きょうもこたえはおしえません
「あああーっ、不味い飯だなあ、おい。空腹となんら変わりねえっつのっ」
指についた鮮血をぴちゃぴちゃ音をたてて舐めながら、男は足元に転がる残骸を見据える。いや、見下す、の間違いか。
「喰われることに喜べよ。テメェら『餌』は、それしか価値がねえんだからよう。せーぜー味付けに精だせや。ニシシッ、ケバイ女に精だすんじゃねえぜ?
血肉あぶって、まるまる太って心臓にコショウ振ってりゃいいんだよ」
言うなり嘲笑し、ぎゃははと笑って男は残骸の天辺に立つ。
「ああ、ああっ、最高だぜえっ。こーやって雑魚共踏み潰して喰い散らかしてえっ、そーして俺は神も平伏す悪魔様!

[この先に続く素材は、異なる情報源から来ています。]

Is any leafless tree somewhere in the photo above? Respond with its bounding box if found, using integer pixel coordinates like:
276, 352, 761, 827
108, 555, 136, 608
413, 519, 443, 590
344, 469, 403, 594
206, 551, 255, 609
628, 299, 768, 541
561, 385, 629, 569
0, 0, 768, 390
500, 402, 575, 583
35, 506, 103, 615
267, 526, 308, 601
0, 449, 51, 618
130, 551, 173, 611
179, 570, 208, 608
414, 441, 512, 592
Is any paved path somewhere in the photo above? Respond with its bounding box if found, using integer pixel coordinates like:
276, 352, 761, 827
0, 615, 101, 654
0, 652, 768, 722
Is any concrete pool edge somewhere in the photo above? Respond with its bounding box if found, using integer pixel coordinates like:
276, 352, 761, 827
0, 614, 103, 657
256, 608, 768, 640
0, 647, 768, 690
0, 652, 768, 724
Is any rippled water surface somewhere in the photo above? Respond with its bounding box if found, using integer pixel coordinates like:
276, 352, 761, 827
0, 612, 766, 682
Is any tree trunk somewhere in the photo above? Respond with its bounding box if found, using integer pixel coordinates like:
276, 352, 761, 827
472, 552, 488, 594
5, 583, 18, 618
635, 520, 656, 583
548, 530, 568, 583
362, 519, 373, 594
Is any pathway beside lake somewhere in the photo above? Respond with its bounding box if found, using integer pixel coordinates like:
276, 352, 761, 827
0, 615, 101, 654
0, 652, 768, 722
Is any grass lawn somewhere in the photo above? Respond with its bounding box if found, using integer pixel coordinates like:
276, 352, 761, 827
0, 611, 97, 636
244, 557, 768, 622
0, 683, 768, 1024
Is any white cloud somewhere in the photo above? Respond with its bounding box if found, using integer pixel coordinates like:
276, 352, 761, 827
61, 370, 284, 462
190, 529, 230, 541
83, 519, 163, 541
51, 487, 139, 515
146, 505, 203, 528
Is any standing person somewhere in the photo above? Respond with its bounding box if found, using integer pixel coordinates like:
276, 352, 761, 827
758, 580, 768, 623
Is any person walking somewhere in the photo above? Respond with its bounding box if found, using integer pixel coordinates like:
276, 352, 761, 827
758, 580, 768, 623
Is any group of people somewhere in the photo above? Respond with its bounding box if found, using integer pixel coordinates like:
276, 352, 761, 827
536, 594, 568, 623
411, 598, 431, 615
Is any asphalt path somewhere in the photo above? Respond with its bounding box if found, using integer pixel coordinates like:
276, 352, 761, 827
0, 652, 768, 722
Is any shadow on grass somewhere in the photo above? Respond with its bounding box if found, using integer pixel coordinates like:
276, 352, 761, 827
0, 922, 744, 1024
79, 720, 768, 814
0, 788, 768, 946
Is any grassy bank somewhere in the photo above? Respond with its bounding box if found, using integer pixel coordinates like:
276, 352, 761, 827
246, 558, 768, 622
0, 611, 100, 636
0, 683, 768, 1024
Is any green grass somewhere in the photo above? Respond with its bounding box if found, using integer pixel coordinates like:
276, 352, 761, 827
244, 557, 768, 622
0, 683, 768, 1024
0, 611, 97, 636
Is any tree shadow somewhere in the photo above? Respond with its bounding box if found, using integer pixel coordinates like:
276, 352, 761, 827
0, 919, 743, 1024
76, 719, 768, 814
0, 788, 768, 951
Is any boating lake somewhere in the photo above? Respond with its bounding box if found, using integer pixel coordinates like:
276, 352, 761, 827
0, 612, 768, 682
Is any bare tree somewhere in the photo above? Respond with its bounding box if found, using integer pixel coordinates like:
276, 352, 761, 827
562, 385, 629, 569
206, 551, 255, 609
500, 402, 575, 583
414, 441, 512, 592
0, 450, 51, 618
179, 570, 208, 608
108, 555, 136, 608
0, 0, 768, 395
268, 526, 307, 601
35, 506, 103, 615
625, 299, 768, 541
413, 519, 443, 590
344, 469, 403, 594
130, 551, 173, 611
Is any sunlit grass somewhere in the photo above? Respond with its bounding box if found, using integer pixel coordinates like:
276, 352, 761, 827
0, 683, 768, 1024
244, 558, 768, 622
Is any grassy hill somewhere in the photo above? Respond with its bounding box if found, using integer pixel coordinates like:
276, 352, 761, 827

ニシシッ、このさいこーな眺め、ちょう最強の俺だけのもの! ああ、早く満腹になりてえよなあ……」
べえっ、と赤い舌をだし口端を舐める悪魔の顔は高揚し、うっとりと目を弧に描いていた。
「……んあ?アイツが呼んでやがるな。俺様ちょーやさしーから、わざわざ行ってやるけどねー」
残骸を踏みしめ、それこそパキャッと骨の砕ける音にも興奮する悪魔。